Updated 30 August 2019
Fears of a global downturn and other pressures such as Brexit are prompting UK investors to take a defensive stance. Higher-growth equities are being ditched in favour of more stable bonds and gold, which are seeing extraordinary demand. Article by Nick Green.
The US-China ‘trade war’, economic slowdown in Germany and worries about a no-deal Brexit have given the world economy at least three reasons to be jittery. Following an unusually long period of growth in both the US and Europe, geopolitical events and weak economic data are combining with a number of familiar warning signs to put investors on the alert.
Since the 1950s, one of the most reliable bellwethers of an imminent US recession has been bond yields. Bonds are generally seen as a secure bunker in which to ride out an economic downturn, since they provide a fixed-income investment over the medium to long term. Recently, US Treasury bonds underwent a ‘yield curve inversion’ – meaning that 10-year bonds started to offer a lower payout rate than two-year bonds, when the opposite is normally the case. In the past, this phenomenon has consistently been seen shortly before a recession. It happens because investors become willing to sacrifice yield levels for long-term security – in other words, they fear the market is heading downwards.
Bonds have become so sought-after that some are now offering negative rates, meaning that lenders are effectively paying borrowers for the privilege of lending to them.
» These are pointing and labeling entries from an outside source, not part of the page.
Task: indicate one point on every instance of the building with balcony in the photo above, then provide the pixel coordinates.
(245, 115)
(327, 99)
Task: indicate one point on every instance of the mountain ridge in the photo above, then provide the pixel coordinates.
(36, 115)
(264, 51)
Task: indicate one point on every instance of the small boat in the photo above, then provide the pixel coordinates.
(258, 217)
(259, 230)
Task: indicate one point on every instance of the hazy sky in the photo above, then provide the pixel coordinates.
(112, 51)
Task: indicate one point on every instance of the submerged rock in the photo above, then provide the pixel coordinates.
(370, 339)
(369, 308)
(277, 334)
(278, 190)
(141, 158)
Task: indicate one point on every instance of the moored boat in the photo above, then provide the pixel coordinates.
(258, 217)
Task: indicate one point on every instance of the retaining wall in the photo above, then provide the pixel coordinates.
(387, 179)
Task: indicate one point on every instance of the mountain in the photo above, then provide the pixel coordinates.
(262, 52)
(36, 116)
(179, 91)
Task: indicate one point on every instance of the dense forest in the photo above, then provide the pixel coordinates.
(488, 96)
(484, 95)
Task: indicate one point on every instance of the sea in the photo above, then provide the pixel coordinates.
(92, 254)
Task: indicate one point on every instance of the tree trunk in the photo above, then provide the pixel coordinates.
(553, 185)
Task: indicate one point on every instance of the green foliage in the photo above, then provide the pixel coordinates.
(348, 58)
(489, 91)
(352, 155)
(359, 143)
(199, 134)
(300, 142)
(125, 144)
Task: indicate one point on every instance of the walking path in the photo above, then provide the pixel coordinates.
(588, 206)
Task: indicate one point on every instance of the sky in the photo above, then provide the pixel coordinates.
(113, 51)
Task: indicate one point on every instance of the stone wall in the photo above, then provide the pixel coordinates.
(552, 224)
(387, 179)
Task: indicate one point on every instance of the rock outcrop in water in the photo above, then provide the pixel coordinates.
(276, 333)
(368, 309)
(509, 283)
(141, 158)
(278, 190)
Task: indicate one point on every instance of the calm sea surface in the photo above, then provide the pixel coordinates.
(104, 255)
The lenders only benefit long-term because they stand to lose less than they would if invested in stocks & shares or cash.
The UK’s two and 10-year gilts also showed the same yield curve inversion, though this is less commonly seen as a recession indicator.
Negative rates are increasingly being seen in the mortgage markets of some countries. The Jyske Bank in Denmark has issued a 10-year mortgage with a rate of minus 0.5 per cent, so that the borrower’s overall repayment will be less than the amount they borrowed (though they still have to pay mortgage fees).
While this sort of thing may be great for borrowers, it’s much less welcome for those holding assets in cash. Some European banks are already effectively charging their wealthier customers ‘room and board’ to keep their money there, by paying negative interest. When combined with the effects of inflation, this results in cash being less ‘safe’ than its reputation suggests. Even in these banks, however, negative interest rates are only being applied to accounts with balances of several hundred thousand euros or more, so ordinary savers do not yet have to worry about this. However, interest rates may still be so low that the value of their savings decreases with inflation.
Another sign of growing financial anxiety is the price of gold. Gold recently hit a six-year high of over £1,260 an ounce, having soared from just £983 an ounce at the start of 2019 (a 28 per cent rise). The UK fund supermarket Interactive Investor reports that gold trading tripled from July to August, fuelling the latest steep rise.
Like bonds, gold is also seen as a go-to ‘haven’ investment in times of financial gloom, as it tends to rise in price when equities fall (precisely for this reason). It is also usually far less volatile than equities, which is why its meteoric rise in 2019 has raised eyebrows.
The past few years have seen relative stability and strong growth, which has encouraged investors to take more risks. Many portfolios designed in this environment may have to be reconsidered and/or restructured, to cope with greater uncertainty.
‘You need to budget for the fact that after a 10-year period of bumper returns, things are going to get a little harder from here,’ says Russ Mould, investment director at AJ Bell. Preventative measures are typically more useful than reactive ones. For example, if an investor waits for a downturn to begin before shifting into lower-risk assets, then all they will do is crystallise (i.e. make real) the losses on their investments. The challenge for investors is therefore to time any such move to happen just before any dip – though of course such dips are notoriously hard to predict with accuracy.
Tom Stevenson, investment director at Fidelity International, says diversification is the key. ‘Because we do not have a crystal ball, we can only seek to minimise the ups and downs of our investments by putting our eggs in a variety of baskets.’ Multi-asset funds spread the risk by investing in a range of asset classes, sectors and regions. Another way to prepare for troubled times is to shift more assets into cash while the market is buoyant, so that the cash is ready to deploy in buying up more stable investments.
A further option is to select defensive stocks. An investor may be able to identify which equities prove most resilient in a declining market, and cherry-pick these stocks to create a portfolio with more 'recession resistance'.
As already mentioned, gold tends to rise significantly in value during uncertain times. That said, it remains to be seen how long its current growth spurt can continue. The gold price is already not far off its record high (in 2011 it recorded a price of $1,917 an ounce – it is now $1,529).
The most important rule for investors facing a period of negative growth is not to panic. Those with long-term investments in place would usually be advised to sit tight and ride out the storm. However, individuals with imminent investment goals who hope to crystallise their gains in the near future, should consult their financial adviser about possibly rebalancing their portfolio.